Spesso mi è capitato di parlare dell’argomento “ripetizioni” con altre persone, soprattutto i ragazzi a cui dò ripetizioni ma anche adulti. Alcuni di loro non riescono proprio a compiere il passaggio mentale da un sinonimo all’altro o lo trovano particolarmente ostico. Io tendo ad eliminare le ripetizioni anche quando parlo ed è quello che consiglio anche a quelle persone. Di solito è più difficile perché l’immediata conversione tra pensiero e voce è troppo rapida per poter anche stare attenti a tutti i sinonimi che si possono usare, ma con un po’ di allenamento è possibile. Ovviamente riuscire a compiere un lavoro del genere “real-rime” rende molto semplice fare la stessa cosa mentre si scrive.
Hai ragione: è tutta questione di un allenamento che dovrebbe cominciare a scuola e continuare anche nella vita di tutti i giorni.
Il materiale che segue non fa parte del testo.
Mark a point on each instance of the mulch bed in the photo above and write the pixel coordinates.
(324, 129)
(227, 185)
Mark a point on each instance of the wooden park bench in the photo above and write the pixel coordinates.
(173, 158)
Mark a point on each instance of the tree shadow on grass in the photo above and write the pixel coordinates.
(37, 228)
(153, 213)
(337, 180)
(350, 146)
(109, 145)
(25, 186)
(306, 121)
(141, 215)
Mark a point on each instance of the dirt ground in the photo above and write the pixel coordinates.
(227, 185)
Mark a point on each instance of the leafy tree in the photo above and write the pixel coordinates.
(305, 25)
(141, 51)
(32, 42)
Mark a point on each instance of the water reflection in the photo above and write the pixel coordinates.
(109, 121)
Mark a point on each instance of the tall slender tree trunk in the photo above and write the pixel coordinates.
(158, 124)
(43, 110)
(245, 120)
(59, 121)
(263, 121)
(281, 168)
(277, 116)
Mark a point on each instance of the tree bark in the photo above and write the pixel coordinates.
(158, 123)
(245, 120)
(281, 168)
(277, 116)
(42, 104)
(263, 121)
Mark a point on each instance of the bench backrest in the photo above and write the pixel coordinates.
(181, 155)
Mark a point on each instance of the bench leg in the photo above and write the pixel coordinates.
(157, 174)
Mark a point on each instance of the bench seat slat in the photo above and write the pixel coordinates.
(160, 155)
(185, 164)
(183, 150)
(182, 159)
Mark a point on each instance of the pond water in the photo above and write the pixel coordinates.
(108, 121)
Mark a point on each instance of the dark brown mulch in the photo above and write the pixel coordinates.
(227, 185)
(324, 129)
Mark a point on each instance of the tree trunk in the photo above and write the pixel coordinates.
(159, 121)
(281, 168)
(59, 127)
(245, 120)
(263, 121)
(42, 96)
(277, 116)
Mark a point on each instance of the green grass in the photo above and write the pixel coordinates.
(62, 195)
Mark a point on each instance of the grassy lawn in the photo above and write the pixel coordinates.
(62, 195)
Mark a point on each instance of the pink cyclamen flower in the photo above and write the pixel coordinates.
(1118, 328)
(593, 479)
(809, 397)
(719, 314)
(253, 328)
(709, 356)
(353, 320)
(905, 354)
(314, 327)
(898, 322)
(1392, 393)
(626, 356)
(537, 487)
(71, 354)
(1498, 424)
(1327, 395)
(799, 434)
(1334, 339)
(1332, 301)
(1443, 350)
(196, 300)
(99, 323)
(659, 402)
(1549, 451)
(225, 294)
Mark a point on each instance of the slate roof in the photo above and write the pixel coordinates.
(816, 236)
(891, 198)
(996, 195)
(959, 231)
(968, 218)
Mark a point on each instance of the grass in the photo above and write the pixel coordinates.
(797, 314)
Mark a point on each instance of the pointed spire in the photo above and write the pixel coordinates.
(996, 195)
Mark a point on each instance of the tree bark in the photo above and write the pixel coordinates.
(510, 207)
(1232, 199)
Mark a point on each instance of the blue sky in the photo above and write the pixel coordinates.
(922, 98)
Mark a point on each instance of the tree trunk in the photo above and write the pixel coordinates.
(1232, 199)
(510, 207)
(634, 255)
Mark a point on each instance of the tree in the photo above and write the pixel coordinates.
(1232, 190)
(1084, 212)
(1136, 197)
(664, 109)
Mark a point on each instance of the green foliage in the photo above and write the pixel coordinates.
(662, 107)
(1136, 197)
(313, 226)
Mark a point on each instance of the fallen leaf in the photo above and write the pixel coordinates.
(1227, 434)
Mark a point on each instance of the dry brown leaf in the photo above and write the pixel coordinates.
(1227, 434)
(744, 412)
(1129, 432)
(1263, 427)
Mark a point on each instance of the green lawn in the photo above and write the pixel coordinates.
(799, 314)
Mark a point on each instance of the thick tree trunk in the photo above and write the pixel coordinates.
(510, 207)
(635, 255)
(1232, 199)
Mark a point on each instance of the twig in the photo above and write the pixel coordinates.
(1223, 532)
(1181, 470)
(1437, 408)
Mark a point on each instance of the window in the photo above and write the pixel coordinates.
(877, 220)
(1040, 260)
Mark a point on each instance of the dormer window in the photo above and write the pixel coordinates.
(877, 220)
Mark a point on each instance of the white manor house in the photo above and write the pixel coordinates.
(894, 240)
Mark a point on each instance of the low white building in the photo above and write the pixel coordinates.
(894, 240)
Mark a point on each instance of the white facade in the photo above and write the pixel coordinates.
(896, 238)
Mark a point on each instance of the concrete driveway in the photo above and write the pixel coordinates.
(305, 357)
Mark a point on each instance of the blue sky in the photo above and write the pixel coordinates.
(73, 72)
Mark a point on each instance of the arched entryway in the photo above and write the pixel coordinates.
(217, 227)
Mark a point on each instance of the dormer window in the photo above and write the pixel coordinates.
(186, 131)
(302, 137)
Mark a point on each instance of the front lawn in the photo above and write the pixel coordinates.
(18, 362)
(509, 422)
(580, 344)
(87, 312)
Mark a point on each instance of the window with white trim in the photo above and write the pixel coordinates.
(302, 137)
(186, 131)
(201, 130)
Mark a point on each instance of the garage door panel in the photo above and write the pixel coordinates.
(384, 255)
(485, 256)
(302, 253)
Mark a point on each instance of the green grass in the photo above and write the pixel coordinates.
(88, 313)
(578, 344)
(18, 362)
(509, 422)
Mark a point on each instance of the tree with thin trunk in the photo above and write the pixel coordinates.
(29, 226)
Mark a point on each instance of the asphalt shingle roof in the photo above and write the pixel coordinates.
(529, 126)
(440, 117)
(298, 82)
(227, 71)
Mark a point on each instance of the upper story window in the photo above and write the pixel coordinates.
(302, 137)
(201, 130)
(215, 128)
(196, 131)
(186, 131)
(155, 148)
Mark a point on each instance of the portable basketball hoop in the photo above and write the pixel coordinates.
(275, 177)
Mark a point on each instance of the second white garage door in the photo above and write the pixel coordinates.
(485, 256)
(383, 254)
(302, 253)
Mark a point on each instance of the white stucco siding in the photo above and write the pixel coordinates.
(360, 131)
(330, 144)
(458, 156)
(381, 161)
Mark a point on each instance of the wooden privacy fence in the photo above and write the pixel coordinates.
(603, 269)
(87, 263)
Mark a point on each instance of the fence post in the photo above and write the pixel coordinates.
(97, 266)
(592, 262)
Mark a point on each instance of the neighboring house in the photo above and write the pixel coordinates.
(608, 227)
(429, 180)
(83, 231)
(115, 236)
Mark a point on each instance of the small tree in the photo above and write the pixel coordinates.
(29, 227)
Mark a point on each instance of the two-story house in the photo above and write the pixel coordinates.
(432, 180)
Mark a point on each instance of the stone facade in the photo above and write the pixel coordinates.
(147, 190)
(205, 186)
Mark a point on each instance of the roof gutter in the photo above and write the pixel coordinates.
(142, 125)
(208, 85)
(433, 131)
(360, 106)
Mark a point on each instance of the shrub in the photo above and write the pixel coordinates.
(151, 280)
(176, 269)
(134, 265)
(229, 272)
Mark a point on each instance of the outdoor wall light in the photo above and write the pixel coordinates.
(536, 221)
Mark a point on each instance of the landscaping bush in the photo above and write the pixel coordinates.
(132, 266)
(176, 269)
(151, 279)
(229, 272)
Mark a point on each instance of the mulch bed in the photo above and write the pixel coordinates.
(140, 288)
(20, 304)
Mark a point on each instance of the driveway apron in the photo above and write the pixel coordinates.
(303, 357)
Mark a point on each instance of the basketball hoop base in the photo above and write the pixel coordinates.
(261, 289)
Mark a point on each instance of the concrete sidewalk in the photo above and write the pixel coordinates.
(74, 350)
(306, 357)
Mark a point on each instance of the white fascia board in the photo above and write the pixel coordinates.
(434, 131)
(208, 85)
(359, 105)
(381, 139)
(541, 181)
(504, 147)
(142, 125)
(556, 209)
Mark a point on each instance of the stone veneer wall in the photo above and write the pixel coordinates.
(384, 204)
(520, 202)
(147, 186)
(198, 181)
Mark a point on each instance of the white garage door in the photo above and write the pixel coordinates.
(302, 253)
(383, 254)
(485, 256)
Il fatto che intorno a noi si possano sentire strafalcioni di ogni genere non deve spingerci a parlare (peggio ancora scrivere) nello stesso modo. Sfoggiare una certa proprietà di linguaggio equivale a dire “Ho le idee ben chiare e so perfettamente cosa intendo dire”. Senza contare che le orecchie di chi ascolta ve ne saranno infinitamente grate!! 🙂
Mi interessa davvero poco la descrizione della Sexy segretaria 😉
ma ho capito la lezione – che si fa interessante !
Il meglio di una descrizione è una descrizione dinamica che comprende anche i movimenti e gli atti posti in essere dal soggetto e che coinvolge più sensi.
Io amo molto le descrizioni approfondite – che riescono a trasportare il lettore proprio lì dove lo vuole protare lo scrittore.